Start by making the directories

mkdir -p /diskless/i386/RH9/root/
mkdir /diskless/i386/RH9/snapshot/

Next, copy the entire filesystem into the new location

rsync -a -e ssh installed-system.example.com:/ /diskless/i386/RH9/root/

Exporting the filesystems

Using NFS, export the root and snapshot filesystems so that they can be accessed by the diskless system

/diskless/i386/RH9/root/     *(ro,sync,no_root_squash)
/diskless/i386/RH9/snapshot/ *(rw,sync,no_root_squash)

You can replace the * with a hostname to limit access to only the host specified if desired.

Creating the boot images

The system-config-netboot package provides the scripts necessary to create a diskless configuration. It requires the installation of the busybox and busybox-anaconda packages. My target and source system was Redhat 9. The redhat-config-netboot script provided with Redhat Enterprise Linux is massively broken. The system-config-netboot script provided with Fedora Core 4 had some additional python dependencies that I didn't care to work out so I chose to use the Fedora Core 3 script which worked fine.


  • Running this script will first ask you to create a diskless configuration from an installed kernel. If you built a kernel with the options outlined earlier and installed it on the server then choose that kernel. I found it is easiest to use the same kernel for both the server and the diskless client whenever possible. It makes buildling kernel modules for the diskless kernel alot easier because the root filesystem on the diskless machine is read-only and it can make some installers throw fits, like nvidida.
  • The linux-install folder under your /tftpboot directory will be populated with the kernel specific files including the initrd and the kernel itself. It will also create the snapshot folders.
  • Next, click New on the next window to appear to create a new host identifier which populates the snapshot folder with information specific to this diskless host that will be booting from the root partition created earlier.

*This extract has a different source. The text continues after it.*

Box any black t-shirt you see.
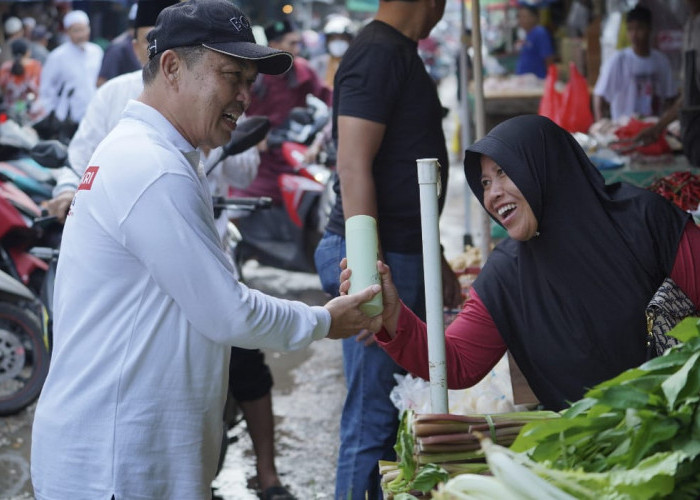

Configuring the PXE bootloader

If you are using PXE, edit your /tftpboot/linux-install/pxelinux.cfg/default file to include a new option

label RH9
    kernel RH9/vmlinuz
    append initrd=RH9/initrd.img init=disklessrc root=/dev/ram0 ramdisk_size=60000
NFSROOT= SNAPSHOT=unichrome ip=dhcp
  • label is the text you will type in when the PXE bootloader prompt appears
  • kernel specifies the directory relative to the /tftpboot/linux-install folder where the kernel lies

append specifies a series of options to pass to the kernel

  • initrd specifies the directory relative to the /tftpboot/linux-install folder where the init filesystem is
  • init is the script that is run when the filesystem boots. This disklessrc file is the script that mounts all the filesystems needed for the diskless client
  • root is the device where the init filesystem lives. This is a ramdisk.
  • ramdisk_size is needed to specify the size of your init filesystem. Mine was over 6MB so I had to provide this line to increase the size of the ramdisk to hold it
  • NFSROOT tells the kernel where to mount the root filesystem from. It will append /root to the end.
  • SNAPSHOT tells the disklessrc file which snapshot folder to mount
  • ip tells the kernel how to get it's IP address for netbooting

Configuring a netboot system

If you are using a CD, USB key, or other media configure your bootloader appropriately. Copy the initrd.img and vmlinuz files from the /tftpboot/linux-install/RH9 folder to your installation media. In my work I happened to use a small local hard disk to jumpstart the process and had my /etc/grub.conf file configured as

title Netboot
        root (hd0,0)
        kernel /vmlinuz-netboot ro root=/dev/ram init=disklessrc ramdisk_size=60000  
NFSROOT= SNAPSHOT=unichrome ip=dhcp
        initrd (hd0,0)/initrd-netboot

The (hd0,0) in the initrd line was very important because once the kernel started, it didn't understand where to find the initrd file unless the specific devices was provided. This is different than the PXE method which knows where both reside.


Once the system is booted, there may be various tweaks and settings the need to be modified. Working with a diskless system can be tricky but since you have access to the root filesystem on the server and can use chroot /diskless/i386/RH9 to change into the environment it can lighten the load.